Common risk factors associated with mastitis include:
- Infant feeding difficulties leading to engorgement and milk stasis
- Plugged/blocked nipple ducts
- Cracked or bleeding nipples in which the normal skin barrier is eroded
- History of previous mastitis
- Recent changes to infant feeding patterns (eg, the introduction of a pacifier or bottle feeding).
It is important to identify mastitis early and address the underlying cause(s). Recognising risk factors is vital.
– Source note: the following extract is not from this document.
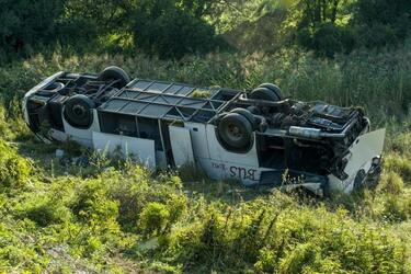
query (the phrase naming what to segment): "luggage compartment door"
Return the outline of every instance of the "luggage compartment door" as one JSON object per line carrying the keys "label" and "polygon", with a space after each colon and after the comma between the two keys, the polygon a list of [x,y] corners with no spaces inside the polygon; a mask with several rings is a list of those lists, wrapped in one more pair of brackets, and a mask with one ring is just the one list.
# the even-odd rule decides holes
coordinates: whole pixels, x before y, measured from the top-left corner
{"label": "luggage compartment door", "polygon": [[194,164],[193,146],[190,129],[184,127],[169,126],[171,150],[173,151],[176,167]]}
Progression to breast infection may be averted, and antibiotic therapy may not be required.
- Remove breast milk regularly (with the infant at the breast and a breast pump).
- Apply cold compresses after feeding to reduce inflammation and pain.
- Pain relief may include paracetamol, ibuprofen or, if necessary, prescription painkillers.
It is important breastfeeding continues. Frequent breast milk removal with the infant at the breast and via breast pump is essential in preventing milk stasis. Complete emptying of the breast will assist in recovery.
How are common lactation-associated nipple disorders treated?
Assessment with an experienced midwife or lactation consultant for:
- Management of risk factors
- Correction of breastfeeding technique
- General measures eg, use of compresses, empty the breast
- Referral for specific treatment eg, pain relief, antibiotics, topical steroids.
What is the outcome for lactation-associated nipple disorders?
Without appropriate expert advice, early cessation of breastfeeding is an unfortunate outcome that could be avoided.